Convertible Arbitrage as a Strategy for Day Trading

Day Traders use arbitrage tools — derivatives, leverage, short selling, synthetic securities — in many ways to generate profitable trades of stock and other securities. If you decide to do arbitrage, there are several useful strategies to follow including convertible arbitrage

As part of designing their capital structure, some companies issue convertible bonds (sometimes called a convertible debenture) or convertible preferred stock. These securities are a cross between stocks and bonds.

Like an ordinary bond, convertibles pay regular income to those who hold them (interest for convertible bonds and dividends for convertible preferred stock), but they also act a little like stock because the holders have the right to exchange the convertible security for ordinary common stock.

Here’s an example: A $1,000 convertible bond pays 7.5 percent interest and is convertible into 25 shares of stock. If the stock is less than $40 per share, the convertible holder will prefer to cash the interest or dividend checks. If the company’s stock trades above $40, the convertible holder would make more money giving up the income in order to get the stock cheap.

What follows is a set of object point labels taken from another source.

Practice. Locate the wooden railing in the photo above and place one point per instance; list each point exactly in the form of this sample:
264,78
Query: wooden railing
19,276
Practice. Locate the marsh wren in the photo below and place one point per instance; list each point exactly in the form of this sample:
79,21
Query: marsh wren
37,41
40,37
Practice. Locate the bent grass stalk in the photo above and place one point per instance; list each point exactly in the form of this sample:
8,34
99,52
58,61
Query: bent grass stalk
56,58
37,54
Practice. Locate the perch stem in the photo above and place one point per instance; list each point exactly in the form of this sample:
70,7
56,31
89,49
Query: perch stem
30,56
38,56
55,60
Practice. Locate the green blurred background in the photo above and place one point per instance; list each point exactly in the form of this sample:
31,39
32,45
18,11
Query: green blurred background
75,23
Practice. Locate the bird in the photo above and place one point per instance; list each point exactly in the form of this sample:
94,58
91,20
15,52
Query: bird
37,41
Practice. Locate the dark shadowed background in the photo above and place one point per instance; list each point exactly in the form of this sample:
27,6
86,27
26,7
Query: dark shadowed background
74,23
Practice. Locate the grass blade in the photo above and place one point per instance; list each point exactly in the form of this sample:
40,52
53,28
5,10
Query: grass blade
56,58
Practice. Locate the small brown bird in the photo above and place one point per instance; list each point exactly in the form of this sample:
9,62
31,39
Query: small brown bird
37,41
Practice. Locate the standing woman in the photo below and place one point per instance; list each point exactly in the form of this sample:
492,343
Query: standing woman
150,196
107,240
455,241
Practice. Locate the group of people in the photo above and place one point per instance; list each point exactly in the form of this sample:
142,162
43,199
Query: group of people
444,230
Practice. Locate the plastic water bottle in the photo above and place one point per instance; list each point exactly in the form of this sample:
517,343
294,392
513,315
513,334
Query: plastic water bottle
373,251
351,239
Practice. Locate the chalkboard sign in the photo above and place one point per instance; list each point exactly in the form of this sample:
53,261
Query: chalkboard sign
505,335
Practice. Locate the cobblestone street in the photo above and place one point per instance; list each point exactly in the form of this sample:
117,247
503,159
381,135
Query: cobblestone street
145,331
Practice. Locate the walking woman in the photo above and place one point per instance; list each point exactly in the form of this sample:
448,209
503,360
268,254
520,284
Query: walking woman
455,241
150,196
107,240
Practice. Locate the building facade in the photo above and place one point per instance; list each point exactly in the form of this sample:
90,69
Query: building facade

Because of the benefit of conversion, the interest rate on a convertible security is usually below that on a regular corporate bond.

Because a convertible security carries a built-in option to buy the underlying stock, it generally trades in line with the stock. If the convertible’s price gets too high or too low, then an arbitrage opportunity presents itself.

Consider this case: A day trader notices that a convertible bond is selling at a lower price than it should be, given the current level of interest rates and the price of the company’s common stock. So he buys the convertibles and sells the common stock short. When the stock’s price moves back into line, he collects a profit from both sides of the trade.